O que esperar com as mudanças nas relações entre empresa e funcionários?

Gia Freitas é médica

O Covid-19 trouxe muitas alterações nas rotinas e relações de trabalho. As empresas canalizaram toda sua preocupação e esforços para se manterem ativas, reinventaram as técnicas de venda e entrega de seus produtos e mostraram-se preocupadas com a segurança e bem-estar do consumidor. Mas dentro desse processo existe também o funcionário, que desempenha um papel fundamental e merece um olhar mais cauteloso. Além da preocupação com a atividade fim do seu negócio, o empresário também deve se preparar para as alterações nas relações com seus funcionários, no que diz respeito à segurança e medicina do trabalho.

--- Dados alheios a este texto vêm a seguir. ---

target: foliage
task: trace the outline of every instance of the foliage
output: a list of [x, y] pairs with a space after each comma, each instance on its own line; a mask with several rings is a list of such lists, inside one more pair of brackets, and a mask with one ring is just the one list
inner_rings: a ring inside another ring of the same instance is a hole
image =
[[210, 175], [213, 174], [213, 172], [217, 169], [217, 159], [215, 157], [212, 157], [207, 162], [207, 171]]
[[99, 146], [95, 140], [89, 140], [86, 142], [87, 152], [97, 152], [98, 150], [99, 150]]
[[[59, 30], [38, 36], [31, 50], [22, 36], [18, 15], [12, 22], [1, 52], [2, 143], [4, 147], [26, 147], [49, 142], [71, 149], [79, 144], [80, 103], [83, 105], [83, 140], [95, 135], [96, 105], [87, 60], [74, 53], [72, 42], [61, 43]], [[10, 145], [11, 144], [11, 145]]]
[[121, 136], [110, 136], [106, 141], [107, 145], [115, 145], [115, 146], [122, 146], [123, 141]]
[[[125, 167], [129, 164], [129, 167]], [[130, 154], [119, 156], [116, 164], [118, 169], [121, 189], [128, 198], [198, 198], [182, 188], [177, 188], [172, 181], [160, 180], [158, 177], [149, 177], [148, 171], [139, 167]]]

Mesmo com o teletrabalho, durante o período laboral a saúde do funcionário continua sendo responsabilidade do empregador. E como garantir para esse trabalhador condições ergonômicas favoráveis? Como checar se ele está em um lugar iluminado, com temperatura adequada, usando as ferramentas apropriadas para um conforto visual e osteomuscular? Para muitos pode parecer muito tentador trabalhar no sofá, na cama ou em outro ambiente, e nos primeiros dias pode até resultar em satisfação pessoal e melhora da performance, mas o preço a médio e longo prazos pode ser avassalador. É importante que as empresas não apenas consigam conscientizar os funcionários em relação à ergonomia necessária para desempenho de suas atividades, mas também mantê-los engajados em seu autocuidado, como pausas de descompressão e ginástica laboral. Sem o ambiente da empresa, perde-se também a interação social, o cafezinho do meio da manhã, o almoço com os amigos e várias outras interações sociais tão necessárias para o bem-estar mental.

Outro fator que deve ser observado é a biossegurança dos funcionários. Antes da pandemia apenas trabalhadores da área de saúde tinham normas e treinamentos sobre biossegurança, pois considerava-se que apenas eles tinham maior risco de contaminação com agentes biológicos. Hoje, o risco de infecção pelo Covid-19 está em todas as relações interpessoais. Não se pode esperar que os trabalhadores aprendam de forma mágica como se proteger, ou que se baseiem em seus próprios conhecimentos; é necessário treinamento específico, que vai desde a lavagem simples das mãos e como colocar e tirar a máscara, até como proceder se um cliente ou colega tiver algum sintoma grave e necessitar de ajuda.

Com os novos desafios advindos da pandemia, as preocupações dos empresários devem estar divididas tanto em manter suas atividades fim, quanto em estabelecer a saúde e bem-estar físico e emocional dos trabalhadores, a fim de que continuem saudáveis e produtivos.